Specifications(6 models)
| Model | Released | Parameters |
|---|---|---|
| Saul 141B | 2024-07 | 141B |
| Saul 54B | 2024-07 | 54B |
| Saul 141B Instruct | 2024-07 | 141B |
| Saul 54B Instruct | 2024-07 | 54B |
| Saul 7B | 2024-02 | 7B |
| Saul 7B Instruct | 2024-02 | 7B |
Frequently Asked Questions
- What is SaulLM?
- The SaulLM family is a collection of large language models specifically crafted for the legal domain, with the foundational SaulLM-7B model comprising 7 billion parameters. Initially trained on an extensive English legal corpus of over 30 billion tokens, the SaulLM-7B model was further refined through advanced pretraining and instruction fine-tuning to produce SaulLM-7B-Instruct, which is optimized for instruction-following tasks within the legal sector. Following the original model's success, the family expanded with the introduction of larger models like SaulLM-54B and SaulLM-141B, incorporating 54 billion and 141 billion parameters, respectively.
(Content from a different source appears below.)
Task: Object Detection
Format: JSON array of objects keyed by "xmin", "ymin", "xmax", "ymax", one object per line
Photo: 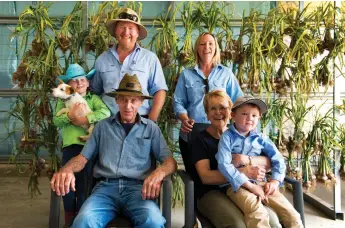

These models feature the Mixtral architecture and focus on refined domain adaptation, including continued pretraining on a vast legal dataset exceeding 540 billion tokens. Deployed with specialized instruction protocols and aligned with human legal interpretation preferences, all models in the SaulLM family support open collaboration through a permissive MIT license, fostering innovation within the legal AI community 12356.
- How many models are in the SaulLM family?
- The SaulLM family contains 6 models.
- What is the latest SaulLM model?
- The latest model is Saul 141B, released in 2024-07.